Bien plus triste est l’histoire de Philippe de Villiers qui vient de se faire proprement éjecter d’un terroir dont il fit la conquête politique[1. Contrairement à une idée largement répandue, mais fausse, la famille de Villiers n’est pas originaire de Vendée, mais de la Manche, en Normandie.] au début des années 1980. Quelque soit le jugement que l’on porte sur ses orientations politiques, le récit de la «  chute de la maison Villiers », que nous narre avec autant de talent que de cruauté Mathieu Deslandes dans le JDD est de nature à provoquer la compassion des sans-cœur que nous sommes. Cet aristocrate vieille France vient de voir étaler sur la place publique de sales petits secrets de famille, où l’un de ses fils accuse son frère aîné de viols répétés. Après avoir vaincu un cancer de l’œil, il se retrouve seul en son château, son épouse l’ayant quitté, lasse de trop d’infidélités. Ses obligés et ses valets le trahissent les uns après les autres avant de se partager son fief en une sinistre bacchanale. Le destin de Villiers est digne d’une pièce de Shakespeare où le sang gicle sur les murs alors que le souverain, abandonné de tous, tente de conjurer la fatalité qui l’accable. Il y a là matière à nourrir un nouveau spectacle au Puy du Fou, entreprise à laquelle, dit-on, il entend consacrer prioritairement le reste de son existence.

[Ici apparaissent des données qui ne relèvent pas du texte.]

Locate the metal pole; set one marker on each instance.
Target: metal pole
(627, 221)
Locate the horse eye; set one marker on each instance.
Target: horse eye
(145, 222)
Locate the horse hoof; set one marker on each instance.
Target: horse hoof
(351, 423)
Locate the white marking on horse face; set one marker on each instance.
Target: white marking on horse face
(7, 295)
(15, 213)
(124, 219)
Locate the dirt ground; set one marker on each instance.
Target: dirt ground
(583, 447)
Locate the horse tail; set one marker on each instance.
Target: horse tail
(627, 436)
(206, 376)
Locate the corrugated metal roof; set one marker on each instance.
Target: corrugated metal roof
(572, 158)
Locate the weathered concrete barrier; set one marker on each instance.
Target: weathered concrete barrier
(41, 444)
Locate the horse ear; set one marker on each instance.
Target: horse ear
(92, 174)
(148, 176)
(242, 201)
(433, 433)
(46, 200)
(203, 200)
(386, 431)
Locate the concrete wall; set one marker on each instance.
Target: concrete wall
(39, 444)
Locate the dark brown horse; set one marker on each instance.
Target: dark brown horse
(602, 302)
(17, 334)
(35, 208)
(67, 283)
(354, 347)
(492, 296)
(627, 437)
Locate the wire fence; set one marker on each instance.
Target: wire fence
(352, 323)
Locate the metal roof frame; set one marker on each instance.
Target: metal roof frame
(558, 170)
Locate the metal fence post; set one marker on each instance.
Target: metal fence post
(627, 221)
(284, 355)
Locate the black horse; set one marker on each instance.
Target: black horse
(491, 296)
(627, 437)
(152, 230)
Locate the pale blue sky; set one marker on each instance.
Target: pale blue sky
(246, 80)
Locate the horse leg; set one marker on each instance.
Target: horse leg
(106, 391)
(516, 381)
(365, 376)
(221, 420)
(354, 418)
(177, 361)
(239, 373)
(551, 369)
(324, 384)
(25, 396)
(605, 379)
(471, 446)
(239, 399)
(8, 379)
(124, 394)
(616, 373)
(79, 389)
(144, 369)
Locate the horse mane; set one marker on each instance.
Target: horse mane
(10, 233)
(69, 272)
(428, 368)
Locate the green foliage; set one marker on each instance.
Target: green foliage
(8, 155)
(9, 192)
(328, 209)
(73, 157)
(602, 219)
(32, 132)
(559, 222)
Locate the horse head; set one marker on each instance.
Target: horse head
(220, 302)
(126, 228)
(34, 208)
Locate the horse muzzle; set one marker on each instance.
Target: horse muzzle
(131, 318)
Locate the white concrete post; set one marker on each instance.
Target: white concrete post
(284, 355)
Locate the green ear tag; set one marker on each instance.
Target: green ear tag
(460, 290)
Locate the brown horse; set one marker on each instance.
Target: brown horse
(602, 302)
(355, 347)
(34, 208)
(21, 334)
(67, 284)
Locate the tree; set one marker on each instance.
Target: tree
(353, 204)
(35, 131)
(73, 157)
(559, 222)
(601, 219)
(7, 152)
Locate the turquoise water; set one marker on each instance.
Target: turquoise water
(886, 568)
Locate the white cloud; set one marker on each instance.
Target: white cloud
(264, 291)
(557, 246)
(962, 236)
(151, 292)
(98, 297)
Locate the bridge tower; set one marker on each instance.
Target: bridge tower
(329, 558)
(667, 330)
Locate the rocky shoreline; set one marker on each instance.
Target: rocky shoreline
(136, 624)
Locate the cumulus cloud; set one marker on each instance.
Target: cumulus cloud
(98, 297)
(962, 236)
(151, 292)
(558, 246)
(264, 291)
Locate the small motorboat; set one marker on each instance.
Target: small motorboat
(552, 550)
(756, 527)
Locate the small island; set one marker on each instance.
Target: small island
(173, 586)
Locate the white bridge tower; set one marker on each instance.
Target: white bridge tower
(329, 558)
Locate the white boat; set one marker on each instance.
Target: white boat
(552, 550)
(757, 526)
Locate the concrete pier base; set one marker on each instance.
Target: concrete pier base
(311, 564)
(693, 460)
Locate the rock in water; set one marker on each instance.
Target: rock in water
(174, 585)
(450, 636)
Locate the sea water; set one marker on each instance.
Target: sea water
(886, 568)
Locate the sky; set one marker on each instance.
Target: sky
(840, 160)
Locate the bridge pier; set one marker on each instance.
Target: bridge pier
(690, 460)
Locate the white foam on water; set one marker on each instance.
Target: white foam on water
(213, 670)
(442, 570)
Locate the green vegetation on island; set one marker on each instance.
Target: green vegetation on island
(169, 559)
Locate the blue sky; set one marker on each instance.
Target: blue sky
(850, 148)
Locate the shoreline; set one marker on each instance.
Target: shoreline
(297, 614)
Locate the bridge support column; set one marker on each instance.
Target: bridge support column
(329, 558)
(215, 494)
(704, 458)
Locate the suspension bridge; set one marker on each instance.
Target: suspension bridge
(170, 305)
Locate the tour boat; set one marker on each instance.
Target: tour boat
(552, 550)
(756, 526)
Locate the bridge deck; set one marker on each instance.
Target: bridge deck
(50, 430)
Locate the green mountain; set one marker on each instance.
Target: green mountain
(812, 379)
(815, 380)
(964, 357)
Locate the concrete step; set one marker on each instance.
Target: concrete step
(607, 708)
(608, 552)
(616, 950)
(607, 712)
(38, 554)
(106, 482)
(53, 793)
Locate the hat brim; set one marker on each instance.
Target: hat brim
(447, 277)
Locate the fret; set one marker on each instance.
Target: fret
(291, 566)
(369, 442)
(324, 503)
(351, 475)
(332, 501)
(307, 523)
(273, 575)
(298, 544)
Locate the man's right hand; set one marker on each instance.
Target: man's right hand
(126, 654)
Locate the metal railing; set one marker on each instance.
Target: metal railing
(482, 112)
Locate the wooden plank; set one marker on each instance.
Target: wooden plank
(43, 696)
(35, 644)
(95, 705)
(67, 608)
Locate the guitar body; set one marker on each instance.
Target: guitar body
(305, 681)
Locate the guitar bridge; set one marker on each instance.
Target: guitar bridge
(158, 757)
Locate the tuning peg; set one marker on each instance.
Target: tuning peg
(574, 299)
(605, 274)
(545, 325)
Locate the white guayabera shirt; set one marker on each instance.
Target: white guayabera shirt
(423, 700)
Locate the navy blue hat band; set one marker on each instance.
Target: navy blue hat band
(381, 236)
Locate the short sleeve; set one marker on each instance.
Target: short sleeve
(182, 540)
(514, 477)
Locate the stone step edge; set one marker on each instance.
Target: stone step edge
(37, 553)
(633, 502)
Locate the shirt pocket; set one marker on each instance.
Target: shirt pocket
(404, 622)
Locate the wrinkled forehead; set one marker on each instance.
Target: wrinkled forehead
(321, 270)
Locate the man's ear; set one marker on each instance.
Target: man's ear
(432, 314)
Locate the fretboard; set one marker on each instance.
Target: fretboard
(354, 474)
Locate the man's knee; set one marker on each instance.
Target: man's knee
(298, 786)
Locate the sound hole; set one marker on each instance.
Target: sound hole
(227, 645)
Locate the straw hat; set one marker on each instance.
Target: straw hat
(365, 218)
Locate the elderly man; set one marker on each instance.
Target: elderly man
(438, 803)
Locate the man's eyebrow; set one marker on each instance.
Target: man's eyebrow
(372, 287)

Aussi éloignés qu’ils puissent être l’un de l’autre par leurs origines et leur orientation, Cohn-Bendit et de Villiers ont en commun ce petit grain de génie, ou de folie, qui transforme un homme politique banal en personnage de roman, sinon d’Histoire. On rêve d’une pièce de théâtre où, dans le style de ce que firent naguère Claude Rich (Fouché) et Claude Brasseur (Talleyrand) dans Le souper, ils nous referaient le match de trente ans de politique française. Ils sont assez cabots pour en accepter le défi.